= Synergistic enhancer (antiretroviral) =

Synergistic enhancers of antiretrovirals usually do not possess any antiretroviral properties alone, but when they are taken concurrently with antiretroviral drugs they enhance the effect of that drug.

==Types==
One of these is an over-the-counter nutritional supplement and another two of these have been FDA approved (for other indications). The effects of these drugs, however, will require further evaluation before being clinically exploited.

- Chloroquine/quinoline antimalarials
  Chloroquine is being investigated as a synergistic enhancer of protease inhibitors. The mechanism underlying the effects of chloroquine on response to protease inhibitorsis inhibition of cellular drug efflux pumps. The effects of the antimalarial drugs, however, will require further evaluation before being clinically exploited.
- Grapefruit juice
  Grapefruit juice is a common natural plant extract. The enzyme CYP3A4, a member of the Cytochrome P450 enzyme family, is present mostly in the liver but also in the lining of the gastrointestinal (GI) tract. One of the functions of CYP3A4 is to metabolise, or break down, foreign chemicals including many drugs used to treat HIV. Such enzymes present in the GI tract are a first line defense against toxic substances; this allows the body to metabolize away many chemicals before they enter the bloodstream. Grapefruit juice can neutralize CYP3A4 in the GI tract but not significantly in the liver. By pre-treating with grapefruit juice prior to taking protease inhibitors the GI intake and therefore the bioavailabity is increased. The effect, however, is unreliable and results may vary greatly, therefore it is not a standard recommended practice.
- Hydroxyurea
  Hydroxyurea (HU) is an older medication (an antimetabolite) used for sickle-cell anemia and some other hematologic disorders. It enhances ddI, and to a lesser extent AZT and ddC. One possible explanation is that HU causes cells to spend more time in the "S" phase checkpoint of cellular growth which allows ddI, AZT and ddC into the cell more.
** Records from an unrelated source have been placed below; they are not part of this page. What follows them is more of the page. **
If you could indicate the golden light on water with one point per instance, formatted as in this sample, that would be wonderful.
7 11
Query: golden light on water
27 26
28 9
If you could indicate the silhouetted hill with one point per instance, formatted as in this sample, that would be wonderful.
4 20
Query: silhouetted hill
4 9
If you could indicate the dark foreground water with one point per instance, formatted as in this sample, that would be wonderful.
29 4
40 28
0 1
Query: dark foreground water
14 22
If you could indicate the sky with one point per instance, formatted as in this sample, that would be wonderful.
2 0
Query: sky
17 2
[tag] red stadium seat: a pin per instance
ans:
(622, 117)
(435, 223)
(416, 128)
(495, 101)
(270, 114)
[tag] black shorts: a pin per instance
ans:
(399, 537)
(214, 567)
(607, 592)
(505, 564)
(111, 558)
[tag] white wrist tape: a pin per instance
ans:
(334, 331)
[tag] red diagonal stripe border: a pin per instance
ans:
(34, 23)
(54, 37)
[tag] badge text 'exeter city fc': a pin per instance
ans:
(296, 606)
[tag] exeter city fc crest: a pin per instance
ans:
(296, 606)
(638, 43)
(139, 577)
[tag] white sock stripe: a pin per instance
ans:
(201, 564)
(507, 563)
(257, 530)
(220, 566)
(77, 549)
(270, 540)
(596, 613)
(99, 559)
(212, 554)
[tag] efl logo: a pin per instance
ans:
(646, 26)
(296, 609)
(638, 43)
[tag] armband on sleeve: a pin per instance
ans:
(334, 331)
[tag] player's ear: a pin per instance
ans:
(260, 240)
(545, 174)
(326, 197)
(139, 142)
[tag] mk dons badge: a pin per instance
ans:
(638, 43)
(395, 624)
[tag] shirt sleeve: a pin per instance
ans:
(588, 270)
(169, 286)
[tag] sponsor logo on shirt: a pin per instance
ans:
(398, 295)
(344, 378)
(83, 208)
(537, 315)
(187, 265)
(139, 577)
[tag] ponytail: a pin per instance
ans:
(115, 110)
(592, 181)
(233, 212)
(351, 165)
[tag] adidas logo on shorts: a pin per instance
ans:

In addition HU inhibits ribonucleotide reductase, an enzyme used to break down certain proteins to form the building blocks of DNA called dNTPs. When dNTPs are depleted the cell tries to absorb more but if ddI, AZT or ddC is present it absorbs that due to the similarity, the net effect is more ddI, AZT or ddC enters the cell. HU can result in bone marrow suppression, and there are warnings that using HU with ddI can increase the risk of pancreatitis. The Health and Human Services (HHS) panel in the US is recommending against the use of Hydroxyurea although some doctors are still using it for various reasons.
- Leflunomide
  Leflunomide has the trade name Arava. It enhances AZT through depleting a dNTP analogous to HU, RV and mycophenolic acid.
- Mycophenolic acid
  Mycophenolic acid is an inosine-5′-monophosphate dehydrogenase (IMPDH)-inhibitor. It enhances abacavir but reduces the effect of AZT and d4T. Works analogous to HU and RV only the enzyme inhibited is IMPDH which leads to depletion of the dNTP named dGTP which causes cells to take up more abacavir. Mycophenolic acid is currently approved for used in organ transplantation as mycophenolate mofetil, trade name: CellCept. There is some evidence it may also be active against Hepatitis C, making it of particular interest in treatment of HIV-HCV co-infected patients.
- Resveratrol
  Resveratrol (RV) is a natural product extracted from certain plants. It enhances ddI, and to a lesser extent AZT and ddC in vitro. Like HU, RV also causes cells to spend more time in the "S" phase checkpoint of cellular growth and also inhibits ribonucleotide reductase. RV is generally better tolerated than HU and has fewer side-effects.
- Ritonavir
  Ritonavir has the trade name Norvir. It enhances other protease inhibitors through the inhibition of CYP3A4, a liver enzyme. While ritonavir is a protease inhibitor, it cannot be used to inhibit HIV significantly by itself at the low doses required to enhance other protease inhibitors. It is the only antiretroviral synergistic enhancer to be FDA-approved specifically for this use.